Plista / CLEF-NewsREEL Challenge

The 2016 Plista challenge data set is not publicly available anymore. However, for researchers who still have access to it, the following step need to be executed to use this data set.

  1. Collect all the .gz files of the data set in one folder
  2. Run the first stage import script with java -cp StreamingRec.jar tudo.streamingrec.data.loading.ReadPlista <parameters>. For help about the parameters run with -h
  3. This generates, intermediate input files. To create the final input files, run the second stage import script with java -cp StreamingRec.jar tudo.streamingrec.data.loading.JoinPlistaTransactionsWithMetaInfo <parameters>. For help about the parameters run with -h
  4. After processing, two data set files (one for the item meta data and one for the click data) will be created that can be used in with StreamingRec. The intermediate input files can be deleted.

How to configure algorithms and metrics

Algorithms and metrics are configured via JSON files, one for algorithms, one for metrics. Each of the files contains a JSON array that is made up of one JSON object per algorithm/metric. A general metrics configuration can be found in the project folder at config/metrics-config.json. For a quick test, a simple algorithm configuration is included at config/algorithm-config-simple.json.

To configure algorithms or metrics manually, a new JSON config file can be created. The format of the JSON object representing the algorithm or metric is always the same:

{
    "name": "Co-Occurrence", 
    "algorithm": ".FastSessionCoOccurrence", 
    "wholeSession": false 
}
  • name: Is the pretty-print name of the algorithm that will appear as an identifier in the result list
  • algorithm: the qualified name of the algorithm class relative to the tudo.streamingrec.algorithms package
  • wholeSession: Is an additional parameter specific to this algorithm (Co-Occurrence)
    • "Additional parameters" are all parameters that the respective algorithm class offers via its setter methods. To find out which parameters are offered by which algorithm, consult the javadoc from the releases tab

Import and run in Eclipse

  1. Download/Clone the source code
  2. Import the project into Eclipse via Import -> Existing Maven Projects
  3. Follow the above-mentioned instructions on how to acquire input files and configure the algorithms and metrics
  4. To set parameters, adjust the class attributes directly in tudo.Framework.StreamingRec or set the call parameters via Eclipse's Run Configurations menu
  5. Run the class tudo.Framework.StreamingRec via Run as ... -> Java Application

Implementing new algorithms / metrics

Custom algorithms have to extend the class tudo.streamingrec.algorithms.Algorithm. The implementation shall update its model every time the method void trainInternal(List<Item> items, List<ClickData> transactions) is called and it shall generate a recommendation list every time the method LongArrayList recommend(ClickData clickData) is called.

Custom metrics have to extend the class tudo.streamingrec.evaluation.metrics.Metric. The implementation shall calculate, update, and store its current metric value every time the method void evaluate(Transaction transaction, LongArrayList recommendations, LongOpenHashSet userTransactions) is called. The final metric value shall be returned when the method double getResults() is called. In any case the value of the class attribute k shall be observed.

License

Copyright [2017,2018] [Mozhgan Karimi, Michael Jugovac, Dietmar Jannach]
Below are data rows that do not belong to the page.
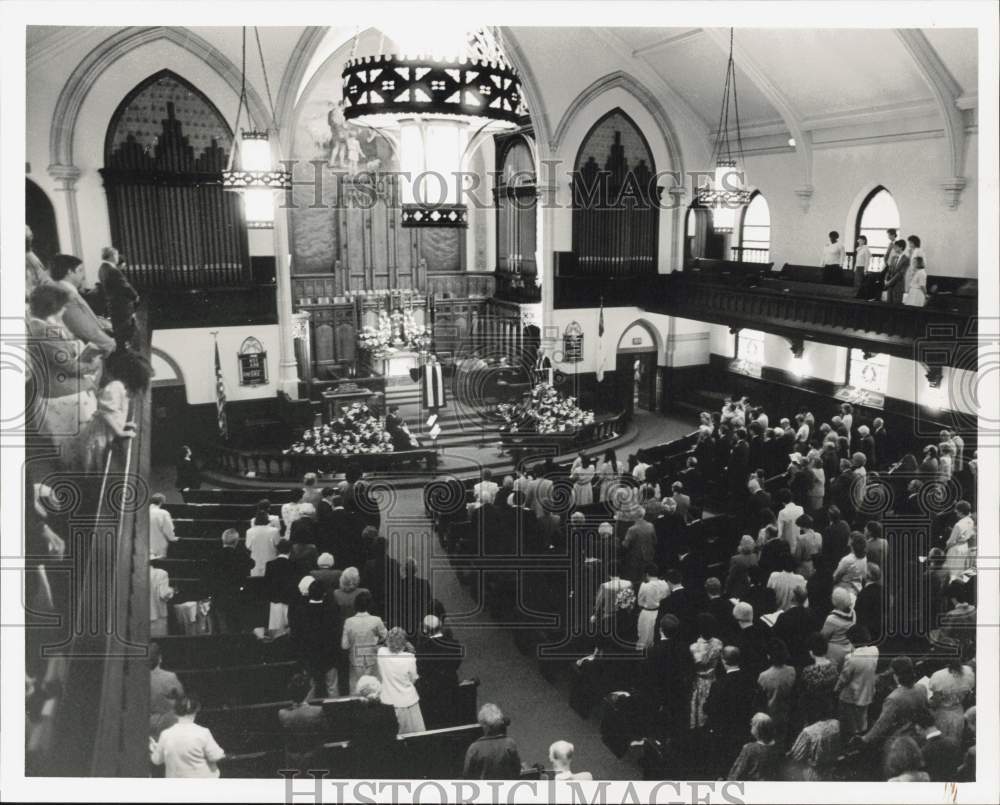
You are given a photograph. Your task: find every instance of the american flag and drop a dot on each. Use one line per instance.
(220, 396)
(601, 356)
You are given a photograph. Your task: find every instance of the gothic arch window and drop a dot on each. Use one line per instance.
(516, 199)
(755, 231)
(615, 200)
(877, 213)
(163, 153)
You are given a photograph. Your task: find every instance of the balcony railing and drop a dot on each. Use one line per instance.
(515, 286)
(98, 653)
(799, 310)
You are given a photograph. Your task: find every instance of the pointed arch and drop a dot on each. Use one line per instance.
(87, 72)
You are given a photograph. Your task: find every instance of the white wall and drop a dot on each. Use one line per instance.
(843, 175)
(193, 351)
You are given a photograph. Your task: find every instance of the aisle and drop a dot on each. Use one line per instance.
(539, 710)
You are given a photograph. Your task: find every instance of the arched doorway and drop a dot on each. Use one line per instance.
(41, 217)
(636, 368)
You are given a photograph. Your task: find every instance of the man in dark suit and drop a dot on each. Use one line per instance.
(679, 603)
(120, 298)
(795, 625)
(303, 538)
(728, 710)
(438, 660)
(751, 640)
(720, 608)
(316, 627)
(227, 573)
(281, 581)
(882, 449)
(668, 677)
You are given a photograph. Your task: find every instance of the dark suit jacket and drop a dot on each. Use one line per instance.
(228, 571)
(729, 708)
(281, 580)
(794, 626)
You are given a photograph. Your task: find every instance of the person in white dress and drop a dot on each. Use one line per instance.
(582, 475)
(962, 533)
(651, 592)
(262, 543)
(608, 472)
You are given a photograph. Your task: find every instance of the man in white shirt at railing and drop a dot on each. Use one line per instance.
(833, 259)
(862, 261)
(161, 527)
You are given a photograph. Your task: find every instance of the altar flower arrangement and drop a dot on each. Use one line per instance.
(546, 411)
(357, 431)
(394, 331)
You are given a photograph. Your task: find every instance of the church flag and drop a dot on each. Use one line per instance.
(432, 386)
(600, 345)
(220, 397)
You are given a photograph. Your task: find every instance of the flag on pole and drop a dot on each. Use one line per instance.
(220, 396)
(432, 386)
(600, 345)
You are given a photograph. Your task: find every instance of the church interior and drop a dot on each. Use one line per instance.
(443, 403)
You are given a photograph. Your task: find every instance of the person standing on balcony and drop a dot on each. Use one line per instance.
(833, 259)
(120, 298)
(862, 261)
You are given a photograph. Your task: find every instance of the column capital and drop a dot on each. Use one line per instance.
(66, 175)
(952, 189)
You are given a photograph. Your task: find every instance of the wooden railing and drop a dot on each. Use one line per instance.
(523, 443)
(276, 465)
(749, 254)
(103, 712)
(806, 311)
(514, 286)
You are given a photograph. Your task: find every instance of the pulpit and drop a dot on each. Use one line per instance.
(346, 394)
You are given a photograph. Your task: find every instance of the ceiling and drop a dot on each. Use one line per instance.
(814, 77)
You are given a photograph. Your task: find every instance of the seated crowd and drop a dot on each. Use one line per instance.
(787, 636)
(83, 375)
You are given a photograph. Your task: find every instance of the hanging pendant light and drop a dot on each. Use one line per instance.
(726, 193)
(251, 170)
(432, 105)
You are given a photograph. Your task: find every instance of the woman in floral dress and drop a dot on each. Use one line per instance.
(706, 652)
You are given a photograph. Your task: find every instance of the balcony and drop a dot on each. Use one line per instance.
(515, 286)
(941, 334)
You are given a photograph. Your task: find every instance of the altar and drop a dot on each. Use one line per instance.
(395, 367)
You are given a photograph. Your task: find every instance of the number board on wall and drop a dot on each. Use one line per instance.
(253, 363)
(573, 343)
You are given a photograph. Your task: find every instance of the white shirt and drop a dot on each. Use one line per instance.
(833, 254)
(187, 749)
(161, 531)
(862, 258)
(486, 491)
(262, 542)
(398, 672)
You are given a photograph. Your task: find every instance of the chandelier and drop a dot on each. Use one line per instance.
(251, 169)
(726, 193)
(432, 105)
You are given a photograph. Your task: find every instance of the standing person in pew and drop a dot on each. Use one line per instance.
(316, 628)
(833, 259)
(227, 573)
(373, 738)
(188, 476)
(397, 669)
(494, 756)
(281, 581)
(262, 540)
(161, 527)
(187, 749)
(165, 689)
(362, 634)
(438, 660)
(303, 725)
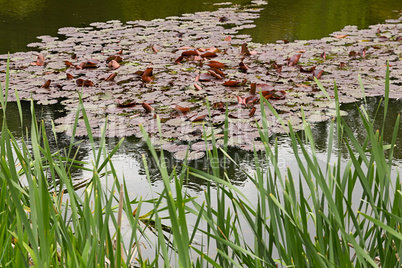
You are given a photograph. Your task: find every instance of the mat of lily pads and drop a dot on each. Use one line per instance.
(130, 73)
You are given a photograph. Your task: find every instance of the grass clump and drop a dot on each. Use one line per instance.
(331, 213)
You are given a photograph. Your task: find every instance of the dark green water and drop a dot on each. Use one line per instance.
(22, 20)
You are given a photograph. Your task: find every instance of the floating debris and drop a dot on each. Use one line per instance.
(129, 74)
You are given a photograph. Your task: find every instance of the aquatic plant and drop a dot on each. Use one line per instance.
(333, 215)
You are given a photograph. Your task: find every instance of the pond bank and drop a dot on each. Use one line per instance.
(129, 73)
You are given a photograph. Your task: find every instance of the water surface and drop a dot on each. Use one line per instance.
(21, 21)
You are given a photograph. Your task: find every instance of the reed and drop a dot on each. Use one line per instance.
(341, 214)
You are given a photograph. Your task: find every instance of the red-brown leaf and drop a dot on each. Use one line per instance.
(228, 38)
(68, 63)
(148, 71)
(342, 65)
(179, 60)
(40, 61)
(279, 95)
(146, 79)
(244, 50)
(243, 66)
(253, 88)
(318, 73)
(114, 57)
(240, 100)
(147, 107)
(181, 109)
(307, 70)
(46, 84)
(187, 53)
(294, 60)
(209, 55)
(218, 72)
(197, 87)
(111, 77)
(219, 105)
(214, 74)
(114, 64)
(205, 77)
(264, 87)
(267, 93)
(127, 103)
(252, 112)
(198, 118)
(339, 36)
(215, 64)
(88, 83)
(231, 83)
(251, 100)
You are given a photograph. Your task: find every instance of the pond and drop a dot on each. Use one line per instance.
(23, 21)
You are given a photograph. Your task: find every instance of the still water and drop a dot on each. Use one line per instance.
(21, 21)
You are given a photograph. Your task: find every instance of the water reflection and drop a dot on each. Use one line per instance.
(128, 160)
(45, 115)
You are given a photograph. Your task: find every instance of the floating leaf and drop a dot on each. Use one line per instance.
(219, 105)
(40, 61)
(194, 52)
(307, 70)
(198, 118)
(223, 19)
(111, 77)
(252, 112)
(115, 58)
(214, 74)
(294, 60)
(197, 87)
(209, 55)
(147, 107)
(126, 103)
(93, 63)
(240, 100)
(253, 88)
(148, 71)
(231, 83)
(146, 79)
(217, 71)
(339, 36)
(113, 64)
(243, 66)
(205, 77)
(191, 156)
(244, 50)
(215, 64)
(46, 84)
(181, 109)
(86, 83)
(68, 63)
(279, 95)
(179, 60)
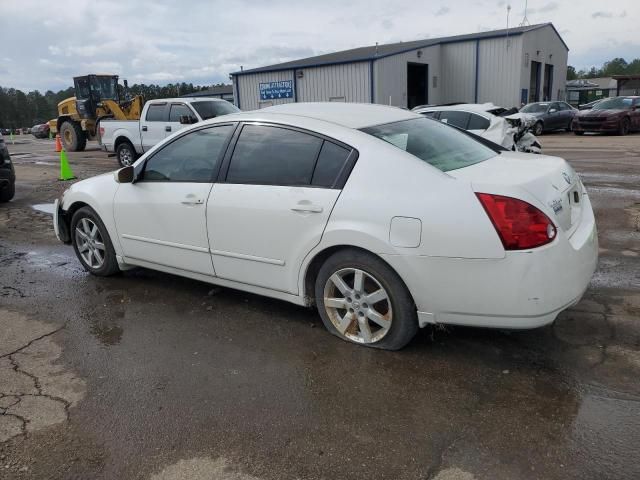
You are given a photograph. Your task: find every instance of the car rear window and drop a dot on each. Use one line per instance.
(438, 144)
(616, 103)
(214, 109)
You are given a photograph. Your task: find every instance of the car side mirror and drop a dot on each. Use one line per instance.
(125, 175)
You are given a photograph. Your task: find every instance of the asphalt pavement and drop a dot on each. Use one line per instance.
(151, 376)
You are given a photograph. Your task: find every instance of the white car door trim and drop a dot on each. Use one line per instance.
(165, 243)
(242, 256)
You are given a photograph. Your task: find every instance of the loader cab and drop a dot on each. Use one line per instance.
(91, 90)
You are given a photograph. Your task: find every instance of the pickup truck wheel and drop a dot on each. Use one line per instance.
(73, 138)
(126, 154)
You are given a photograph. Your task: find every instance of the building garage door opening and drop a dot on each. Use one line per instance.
(534, 82)
(417, 84)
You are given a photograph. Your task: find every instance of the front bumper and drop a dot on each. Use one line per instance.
(60, 223)
(525, 289)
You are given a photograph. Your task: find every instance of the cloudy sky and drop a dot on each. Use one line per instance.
(201, 41)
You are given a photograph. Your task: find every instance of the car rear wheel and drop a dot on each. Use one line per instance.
(92, 244)
(538, 128)
(623, 129)
(362, 300)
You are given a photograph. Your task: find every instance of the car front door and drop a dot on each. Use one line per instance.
(152, 126)
(161, 218)
(177, 110)
(280, 185)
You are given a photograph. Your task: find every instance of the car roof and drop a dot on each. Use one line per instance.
(350, 115)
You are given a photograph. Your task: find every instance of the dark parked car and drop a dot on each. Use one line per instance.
(619, 115)
(40, 131)
(7, 174)
(588, 106)
(550, 116)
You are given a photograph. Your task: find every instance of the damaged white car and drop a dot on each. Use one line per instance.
(507, 128)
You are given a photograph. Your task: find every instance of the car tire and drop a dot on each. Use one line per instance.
(624, 127)
(94, 250)
(538, 128)
(8, 193)
(72, 136)
(126, 154)
(389, 321)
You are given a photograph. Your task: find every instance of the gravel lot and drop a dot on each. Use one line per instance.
(146, 375)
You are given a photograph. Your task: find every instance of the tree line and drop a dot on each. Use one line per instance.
(617, 66)
(21, 110)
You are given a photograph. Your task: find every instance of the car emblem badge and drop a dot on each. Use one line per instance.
(556, 205)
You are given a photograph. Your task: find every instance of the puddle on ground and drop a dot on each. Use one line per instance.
(107, 334)
(44, 208)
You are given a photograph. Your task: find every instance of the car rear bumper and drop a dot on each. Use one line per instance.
(525, 289)
(604, 127)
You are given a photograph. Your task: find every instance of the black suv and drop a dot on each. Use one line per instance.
(7, 174)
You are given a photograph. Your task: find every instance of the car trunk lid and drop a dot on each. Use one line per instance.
(550, 180)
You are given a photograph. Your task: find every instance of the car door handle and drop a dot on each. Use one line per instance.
(307, 208)
(192, 201)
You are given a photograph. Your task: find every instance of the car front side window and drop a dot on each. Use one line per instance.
(193, 157)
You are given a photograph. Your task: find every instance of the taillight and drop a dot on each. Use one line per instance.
(519, 224)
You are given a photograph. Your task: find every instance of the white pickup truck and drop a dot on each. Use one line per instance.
(159, 119)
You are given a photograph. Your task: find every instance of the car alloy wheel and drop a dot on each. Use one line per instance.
(357, 305)
(90, 243)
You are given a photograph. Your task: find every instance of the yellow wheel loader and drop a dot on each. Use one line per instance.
(97, 97)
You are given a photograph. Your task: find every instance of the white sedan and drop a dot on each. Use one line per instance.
(385, 220)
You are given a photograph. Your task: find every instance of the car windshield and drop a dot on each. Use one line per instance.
(535, 108)
(210, 109)
(440, 145)
(617, 103)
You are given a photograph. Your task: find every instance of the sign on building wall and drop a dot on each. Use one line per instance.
(275, 90)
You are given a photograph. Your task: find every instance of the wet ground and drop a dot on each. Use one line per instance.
(151, 376)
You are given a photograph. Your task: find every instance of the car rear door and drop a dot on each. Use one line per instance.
(152, 126)
(272, 202)
(177, 110)
(161, 218)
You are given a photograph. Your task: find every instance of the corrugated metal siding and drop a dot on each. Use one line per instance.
(322, 84)
(499, 71)
(249, 87)
(458, 72)
(390, 76)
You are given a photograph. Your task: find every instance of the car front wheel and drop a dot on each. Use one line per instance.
(92, 244)
(362, 300)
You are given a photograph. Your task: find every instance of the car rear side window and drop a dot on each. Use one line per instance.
(268, 155)
(439, 145)
(455, 118)
(476, 122)
(194, 157)
(331, 161)
(155, 112)
(178, 110)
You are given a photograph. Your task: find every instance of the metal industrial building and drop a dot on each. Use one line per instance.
(507, 67)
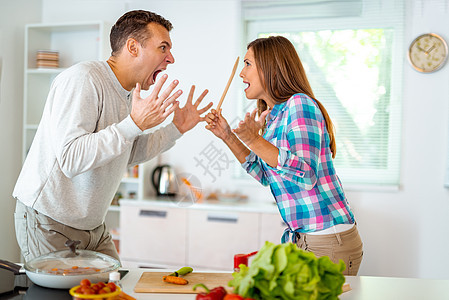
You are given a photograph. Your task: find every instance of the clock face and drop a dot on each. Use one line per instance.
(428, 53)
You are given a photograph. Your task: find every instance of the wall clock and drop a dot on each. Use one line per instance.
(428, 53)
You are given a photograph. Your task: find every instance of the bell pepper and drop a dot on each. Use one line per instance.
(217, 293)
(233, 297)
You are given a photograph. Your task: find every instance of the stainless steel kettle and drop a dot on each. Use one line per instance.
(164, 181)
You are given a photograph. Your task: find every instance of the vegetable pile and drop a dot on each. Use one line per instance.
(286, 272)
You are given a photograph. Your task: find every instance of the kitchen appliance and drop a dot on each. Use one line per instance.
(21, 287)
(164, 181)
(64, 269)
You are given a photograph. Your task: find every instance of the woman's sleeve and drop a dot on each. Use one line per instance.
(253, 166)
(299, 155)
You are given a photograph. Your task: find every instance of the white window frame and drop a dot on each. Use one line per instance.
(375, 14)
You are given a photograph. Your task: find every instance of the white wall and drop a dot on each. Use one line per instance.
(12, 28)
(404, 232)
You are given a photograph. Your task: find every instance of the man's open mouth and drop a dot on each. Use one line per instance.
(155, 74)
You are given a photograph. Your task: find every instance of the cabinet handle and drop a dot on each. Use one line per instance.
(221, 218)
(153, 213)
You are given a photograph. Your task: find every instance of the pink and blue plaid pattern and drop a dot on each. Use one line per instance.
(305, 185)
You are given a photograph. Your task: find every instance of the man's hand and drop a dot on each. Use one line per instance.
(187, 117)
(248, 129)
(218, 125)
(154, 109)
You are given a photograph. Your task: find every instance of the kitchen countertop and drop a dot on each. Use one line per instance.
(363, 288)
(238, 206)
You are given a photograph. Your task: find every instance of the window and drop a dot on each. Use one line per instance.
(353, 58)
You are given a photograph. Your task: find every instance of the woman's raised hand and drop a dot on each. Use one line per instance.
(218, 125)
(248, 129)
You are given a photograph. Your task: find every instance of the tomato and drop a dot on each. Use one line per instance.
(112, 286)
(85, 282)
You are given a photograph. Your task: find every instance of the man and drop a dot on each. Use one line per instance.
(91, 131)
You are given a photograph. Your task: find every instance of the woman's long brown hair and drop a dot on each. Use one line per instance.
(283, 75)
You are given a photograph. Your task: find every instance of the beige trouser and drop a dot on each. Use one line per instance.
(346, 245)
(38, 234)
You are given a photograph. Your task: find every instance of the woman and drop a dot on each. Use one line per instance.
(294, 153)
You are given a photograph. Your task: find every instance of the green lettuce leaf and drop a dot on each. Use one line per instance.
(286, 272)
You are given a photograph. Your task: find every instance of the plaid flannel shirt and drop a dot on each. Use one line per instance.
(307, 190)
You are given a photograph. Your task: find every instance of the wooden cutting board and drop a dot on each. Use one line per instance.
(151, 282)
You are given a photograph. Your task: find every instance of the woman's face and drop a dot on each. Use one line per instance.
(250, 76)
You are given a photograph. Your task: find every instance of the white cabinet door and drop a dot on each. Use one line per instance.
(153, 234)
(214, 237)
(271, 228)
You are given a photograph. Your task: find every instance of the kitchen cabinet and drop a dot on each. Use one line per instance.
(216, 236)
(271, 228)
(160, 234)
(153, 235)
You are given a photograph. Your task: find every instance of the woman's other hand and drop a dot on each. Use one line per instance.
(249, 128)
(218, 125)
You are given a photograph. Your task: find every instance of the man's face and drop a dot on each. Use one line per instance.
(154, 56)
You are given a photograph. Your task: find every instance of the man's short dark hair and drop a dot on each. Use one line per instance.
(133, 24)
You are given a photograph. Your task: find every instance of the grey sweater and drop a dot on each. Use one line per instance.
(85, 141)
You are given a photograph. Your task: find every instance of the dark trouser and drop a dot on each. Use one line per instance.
(346, 245)
(38, 234)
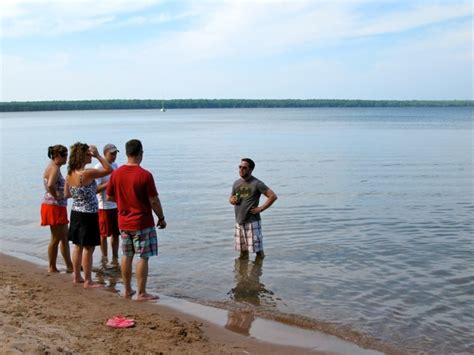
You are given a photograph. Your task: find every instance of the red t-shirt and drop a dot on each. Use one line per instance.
(131, 186)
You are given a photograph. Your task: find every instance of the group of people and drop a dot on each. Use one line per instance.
(109, 201)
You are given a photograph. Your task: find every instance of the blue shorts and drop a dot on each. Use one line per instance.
(143, 242)
(248, 237)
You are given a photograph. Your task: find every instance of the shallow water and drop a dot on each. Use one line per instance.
(372, 231)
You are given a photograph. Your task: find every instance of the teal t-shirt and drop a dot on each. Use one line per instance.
(250, 192)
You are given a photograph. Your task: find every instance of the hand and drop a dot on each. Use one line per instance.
(256, 210)
(93, 151)
(161, 224)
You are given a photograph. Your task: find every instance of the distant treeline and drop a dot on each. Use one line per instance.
(218, 103)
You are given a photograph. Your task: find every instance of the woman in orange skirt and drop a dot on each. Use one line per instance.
(54, 208)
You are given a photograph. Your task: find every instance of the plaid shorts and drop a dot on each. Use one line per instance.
(144, 242)
(248, 237)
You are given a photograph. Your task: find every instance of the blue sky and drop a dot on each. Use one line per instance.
(149, 49)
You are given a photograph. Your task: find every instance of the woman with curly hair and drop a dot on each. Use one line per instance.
(84, 227)
(54, 207)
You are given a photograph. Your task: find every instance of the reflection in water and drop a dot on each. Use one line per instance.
(108, 276)
(239, 321)
(248, 290)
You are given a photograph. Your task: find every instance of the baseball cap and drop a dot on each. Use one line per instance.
(110, 148)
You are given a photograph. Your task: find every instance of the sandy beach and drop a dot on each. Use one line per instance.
(46, 313)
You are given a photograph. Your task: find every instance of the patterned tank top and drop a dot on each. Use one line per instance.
(84, 198)
(48, 198)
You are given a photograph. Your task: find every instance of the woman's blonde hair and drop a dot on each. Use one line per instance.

Licensed under the Apache License, Version 2.0 (the "License"); you may not use this file except in compliance with the License. You may obtain a copy of the License at

http://www.apache.org/licenses/LICENSE-2.0

Unless required by applicable law or agreed to in writing, software distributed under the License is distributed on an "AS IS" BASIS, WITHOUT WARRANTIES OR CONDITIONS OF ANY KIND, either express or implied. See the License for the specific language governing permissions and limitations under the License.